By Graham Healy

Paris-Nice was established in 1933 by Albert Lejeune, Director of the Petit Journal. It was initially considered as a training race, but would later become one of the top stage races of the calendar.

Amongst the big names who took victory in those first decades of the race were René Vietto, Louison Bobet and Jacques Anquetil. It was a popular race with both cyclists and fans, but in 1959, the organisers decided to try something different. They extended the race by another four days and finished it in Rome. This added another 800 kilometres to the route.

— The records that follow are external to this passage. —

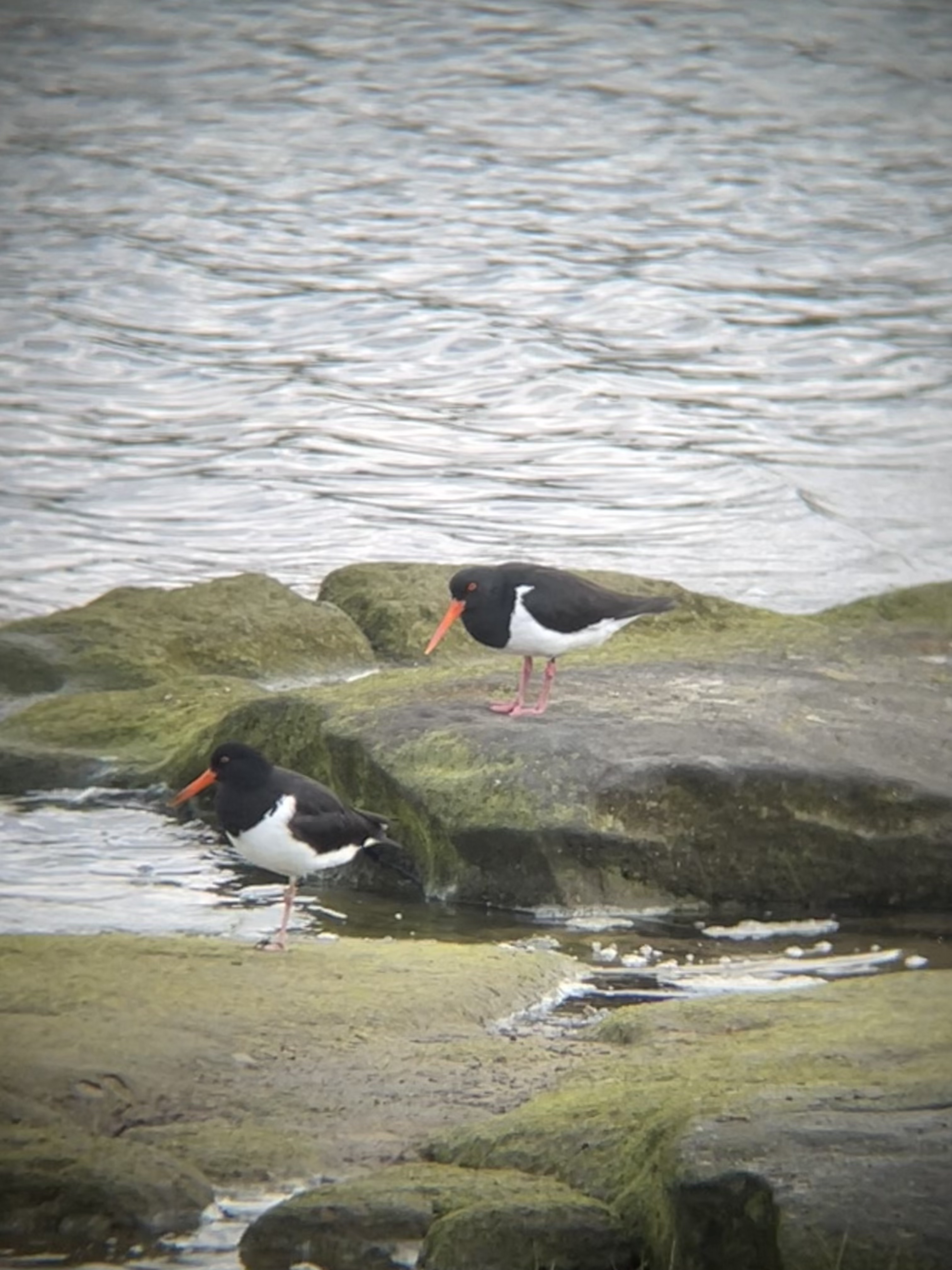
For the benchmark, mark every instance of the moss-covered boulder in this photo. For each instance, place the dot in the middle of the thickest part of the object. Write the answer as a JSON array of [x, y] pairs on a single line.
[[92, 1198], [719, 753], [758, 1135], [125, 738], [248, 626], [462, 1220]]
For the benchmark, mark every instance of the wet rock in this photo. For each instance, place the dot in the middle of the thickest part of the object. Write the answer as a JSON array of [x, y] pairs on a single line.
[[120, 738], [356, 1047], [460, 1218], [752, 1135], [715, 755], [92, 1198], [247, 626], [568, 1233]]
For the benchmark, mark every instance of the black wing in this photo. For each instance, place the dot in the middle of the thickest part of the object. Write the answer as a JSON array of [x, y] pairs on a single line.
[[565, 603], [333, 830], [311, 797]]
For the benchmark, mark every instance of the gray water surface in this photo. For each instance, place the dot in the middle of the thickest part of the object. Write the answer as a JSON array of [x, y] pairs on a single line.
[[666, 289]]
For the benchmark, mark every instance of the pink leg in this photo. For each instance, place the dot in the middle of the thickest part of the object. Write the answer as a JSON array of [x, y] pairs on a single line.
[[547, 680], [280, 943], [518, 705]]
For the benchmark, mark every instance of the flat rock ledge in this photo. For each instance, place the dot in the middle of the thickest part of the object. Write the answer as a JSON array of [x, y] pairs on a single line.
[[718, 755], [755, 1135], [791, 1132]]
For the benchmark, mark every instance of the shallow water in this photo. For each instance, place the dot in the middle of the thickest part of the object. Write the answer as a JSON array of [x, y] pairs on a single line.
[[86, 861], [662, 289], [83, 861]]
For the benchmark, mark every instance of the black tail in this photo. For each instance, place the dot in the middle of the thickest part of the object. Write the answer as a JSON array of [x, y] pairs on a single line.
[[380, 850]]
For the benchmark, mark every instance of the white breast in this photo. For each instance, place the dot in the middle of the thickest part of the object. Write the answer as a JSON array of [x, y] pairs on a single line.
[[529, 638], [271, 845]]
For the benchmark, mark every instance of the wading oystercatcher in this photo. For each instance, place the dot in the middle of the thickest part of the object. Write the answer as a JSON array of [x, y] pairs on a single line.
[[284, 822], [539, 611]]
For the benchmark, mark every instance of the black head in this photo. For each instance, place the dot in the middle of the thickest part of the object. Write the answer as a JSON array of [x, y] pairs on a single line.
[[479, 583], [236, 764]]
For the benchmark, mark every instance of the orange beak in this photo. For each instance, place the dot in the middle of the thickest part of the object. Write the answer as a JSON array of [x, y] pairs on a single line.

The race would have three classifications, one from Paris to Nice, a second from Menton to Rome and a third overall. The race leader for the section to Rome would wear a green jersey. The overall length of the race was 1,955 kilometres. The winner of the race would be given the task of handing a message from the chairman of the Paris Municipal Council to his equivalent in Rome, and also another message to Pope John XXIII.

The race was expected to be a battle between the Helyett team of Jacques Anquetil (whose team included Jean Stablinski, Shay Elliott and Andre Darrigade) and the St. Raphael team of Roger Rivière, Gerard Saint and Raphael Géminiani.

Saint took the leader’s jersey after the time trial stage to from Saint Mamert to Vergèze, Anquetil had won the stage beating Rivière and Saint into second and third.

However, the race was blown apart two days later on the stage to Nice, and Anquetil’s team mate, Jean Graczyk took over the lead. Saint won the following day’s stage to Vintimille, and would win the classification to Rome. However, the Helyett team managed to successfully defend Graczyk’s overall lead who beat Saint by just 15 seconds.

Jean Graczyk after taking overall victory in Rome
Jean Graczyk after taking overall victory in Rome

Of the 96 starters in Paris, only 46 made it to the finish in Rome. Those that did survive would have an audience with the Pope in The Vatican.

The length of the race had not been popular, and the riders were particularly unhappy with the final stage of the race from Siena to Rome which was 254 kilometres long. The UCI issued a statement saying that the race had been too long, and it race reverted to a Nice finish the following year.